I think we've all been there. You stare out at the garden; it's not the way you want it, you seem to have been working on it for ages and, right now, you really don't have the inclination or even the ideas to make it change for the better. In fact, it's just become a chore.
But is it the garden, or life itself that's making you feel like that? And what can you do about it, anyway?
The answer might surprise you. In celebration of Poetry Day, I asked the country's only Emergency Poet, Deborah Alma for a prescription for the ills I've just described.
Sounds odd? Well, Deborah's is a deceptively simple idea. She travels the country in her 1970s ambulance, listening to people's problems, probing preferences, and then picking the poem that offers balm for whatever ails her "patient".
With it, you'll possibly get a prescription to place the poem where you can read it often or, as with one of mine, "Take the poem once a day, ideally outside and alone and listen to the birdsong, staying outside until you can identify at least five different songs."
I mean, what better suggestion for a gardener?
Deborah usually has a chat to establish reading preferences and answers to, as she says, "other mysterious questions", but I posed her an extra challenge in that we did all this by email. What did she suggest?
I've been prescribed a cocktail. First, Postscript by Seamus Heaney. It describes, explains Deborah, "a trip out to County Clare, where there is a calm lake on one side and a stormier sea in the other. The poet stands in-between and into this limbo, or in-between space, something marvellous comes. I suppose it’s a poem of letting go and not chasing something; and so the answer, the inspiration, can be allowed in." If you don't know it (and I didn't) it's also a beautiful description of wild landscape.
The second poem, to be placed somewhere prominent, is The Door by Miroslav Holub (another poet I'd never met before), which, as Deborah says, asks "for one small step forward, as long as something is done." It does, and it made me laugh.
I'm not reproducing them here for copyright reasons, but do click through and read them.

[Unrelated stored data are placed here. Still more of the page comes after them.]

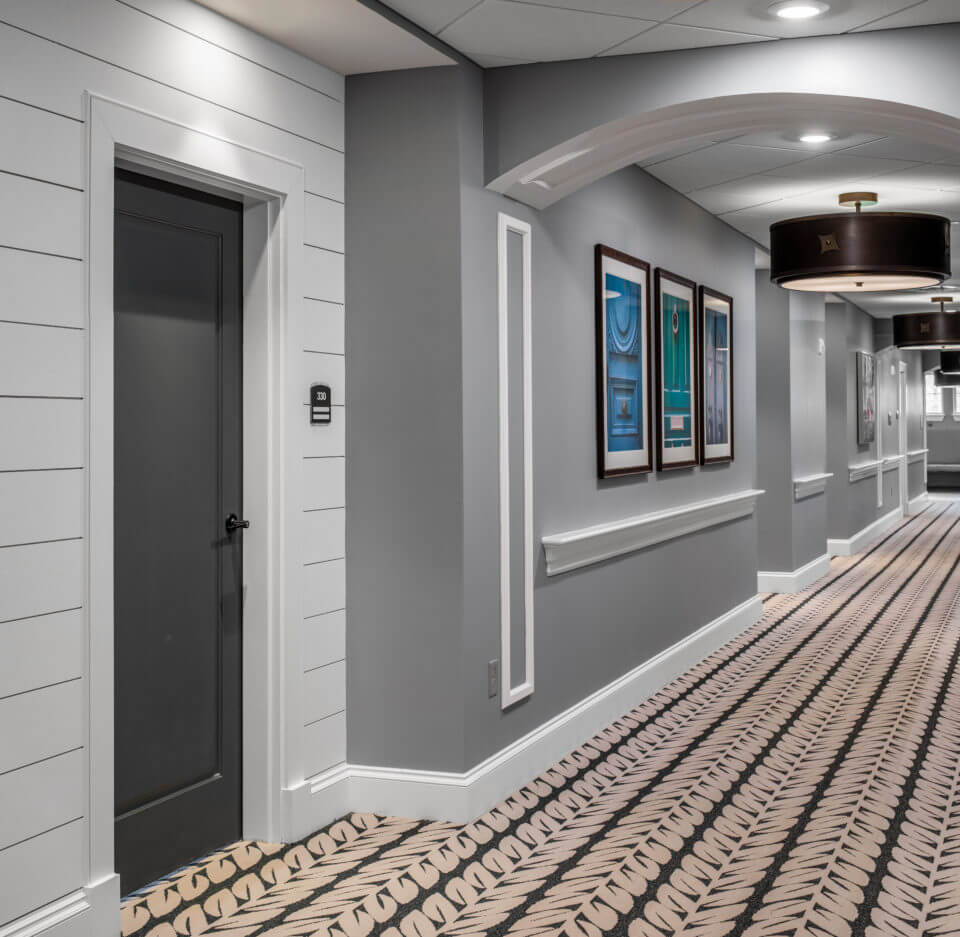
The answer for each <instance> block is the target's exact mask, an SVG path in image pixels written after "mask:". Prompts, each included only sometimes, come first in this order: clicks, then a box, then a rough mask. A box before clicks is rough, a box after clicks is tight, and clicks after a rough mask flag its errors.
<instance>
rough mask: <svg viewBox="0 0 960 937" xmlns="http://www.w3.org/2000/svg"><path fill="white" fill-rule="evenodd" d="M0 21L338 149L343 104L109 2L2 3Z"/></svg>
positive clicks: (159, 21)
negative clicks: (4, 22) (62, 2)
mask: <svg viewBox="0 0 960 937" xmlns="http://www.w3.org/2000/svg"><path fill="white" fill-rule="evenodd" d="M3 17H4V22H6V23H9V24H10V25H11V26H16V27H19V28H20V29H24V30H27V31H28V32H31V33H34V34H36V35H40V36H44V37H46V38H48V39H52V40H54V41H55V42H57V43H60V44H61V45H63V46H65V47H66V48H68V49H72V50H74V51H76V52H80V53H82V54H84V55H87V56H91V57H93V58H96V59H100V60H101V61H106V62H112V63H113V64H114V65H116V66H118V67H120V68H123V69H126V70H127V71H129V72H132V73H133V74H136V75H141V76H143V77H144V78H149V79H151V80H152V81H154V82H157V83H159V84H163V85H166V86H167V87H169V88H175V89H176V90H178V91H180V92H181V93H184V94H189V95H191V96H193V97H197V98H200V99H202V100H205V101H209V102H211V103H213V104H218V105H220V106H221V107H224V108H227V109H229V110H232V111H236V112H237V113H240V114H245V115H247V116H249V117H253V118H254V119H256V120H258V121H261V122H262V123H264V124H272V125H274V126H276V125H277V124H278V122H280V121H282V122H283V124H284V125H285V129H287V130H290V131H292V132H294V133H296V134H298V135H299V136H301V137H303V138H305V139H307V140H312V141H313V142H315V143H320V144H322V145H324V146H329V147H331V148H333V149H338V150H342V149H343V104H342V102H340V101H337V100H335V99H333V98H331V97H329V96H328V95H325V94H320V93H318V92H316V91H313V90H311V89H310V88H307V87H305V86H303V85H302V84H299V83H298V82H294V81H290V79H288V78H286V77H284V76H282V75H277V74H275V73H272V72H270V71H269V70H266V69H263V68H261V67H260V66H258V65H256V64H255V63H253V62H249V61H247V60H246V59H244V58H241V57H240V56H237V55H235V54H233V53H231V52H228V51H226V50H224V49H222V48H219V47H218V46H215V45H213V44H212V43H210V42H207V41H205V40H203V39H199V38H197V37H196V36H193V35H191V34H189V33H187V32H184V31H183V30H181V29H177V28H175V27H173V26H170V25H168V24H167V23H164V22H163V21H162V20H157V19H155V18H152V17H148V16H145V15H144V14H143V13H142V12H140V11H139V10H134V9H132V8H131V7H128V6H125V5H124V4H121V3H116V2H114V0H85V2H84V3H81V4H77V3H68V4H63V3H61V2H59V0H6V2H5V3H4V6H3ZM106 24H109V29H108V28H105V27H106ZM185 63H190V67H184V65H185ZM281 115H282V116H281Z"/></svg>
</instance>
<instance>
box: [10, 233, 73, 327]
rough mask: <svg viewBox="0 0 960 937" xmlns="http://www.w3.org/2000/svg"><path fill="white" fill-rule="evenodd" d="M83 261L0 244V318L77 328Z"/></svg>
mask: <svg viewBox="0 0 960 937" xmlns="http://www.w3.org/2000/svg"><path fill="white" fill-rule="evenodd" d="M83 303H84V299H83V263H82V262H81V261H79V260H72V259H70V258H66V257H51V256H47V255H46V254H32V253H30V252H29V251H20V250H13V249H11V248H0V320H3V321H6V322H32V323H35V324H37V325H62V326H70V327H72V328H81V327H82V326H83V325H84V320H85V311H84V305H83Z"/></svg>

Meanwhile, out this month is Emergency Poet - An Anti-Stress Poetry Anthology. Edited by Deborah, it offers her choice of poetry for times when you need hope, a tonic to lift the spirits, courage, inspiration and support for life stages we all encounter. Reading it is a reminder of why poetry remains perennially popular - all life is in it, so succinctly stated.
And if you think all anthologies tend to rehash the same popular lines, then you're in for a treat. There are familiar verses from Yeats, Thomas, Tennyson, Housman and others, but equally it includes plenty of lesser known poets - not being well versed (hah!), I'm not sure if I should be ashamed of never having heard before of Derek Mahon, Kaylin Haught and Gerda Mayer, but I'm delighted now to have made their acquaintance.
This collection is a rich delight that cleverly expresses and comforts so many of our emotions. You can find out where Deborah will be visiting next on her website, but when she's too far away to meet face to face the book puts her knowledge and wisdom next to you on the shelf.